Sri Lanka's cumulative trade deficit expanded over US$ 3.6 billion during the first eight months of 2010 due to increased expenditure on imports surpassing the earnings from exports, figures released Thursday by the Economic Research Department of Sri Lanka's Central Bank showed.
Cumulative earnings from exports during the first eight months of 2010 increased by 10.8 percent to US$ 5.04 billion compared to the corresponding period of 2009.
The expenditure on imports during the same period rose by 36.9 percent to US$ 8.67 billion creating a trade deficit of US$ 3.63 billion, the data showed.
During the month of August earnings from agriculture sector increased by 20.6 percent, mostly due to rise in exports of tea by 17.8 percent.

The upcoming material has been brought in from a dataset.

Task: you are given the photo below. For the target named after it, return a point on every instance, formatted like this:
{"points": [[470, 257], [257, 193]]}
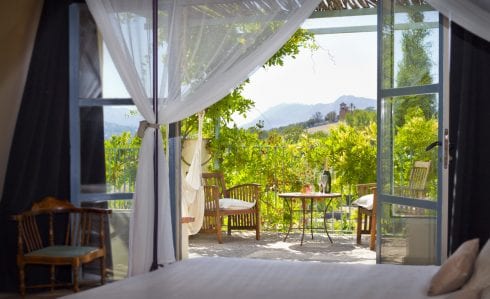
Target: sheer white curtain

Industrial sector showed a growth of 7.9 percent but the earnings from textiles and garments declined by 4.0 percent.
Nearly 40 percent of the cumulative expenditure was for import of petroleum while the imports of consumer goods also significantly contributed to the deficit.
During the first eight months of the year workers remittance has increased by 12.9 percent over that of the corresponding period of 2009, to US$ 2.48 billion.
Including the proceeds of the Sovereign Bond issued in September 2010, the gross official reserves increased to US$ 6.8 billion by 25 October 2010 sufficient for 6.4 months of imports, the Bank reported.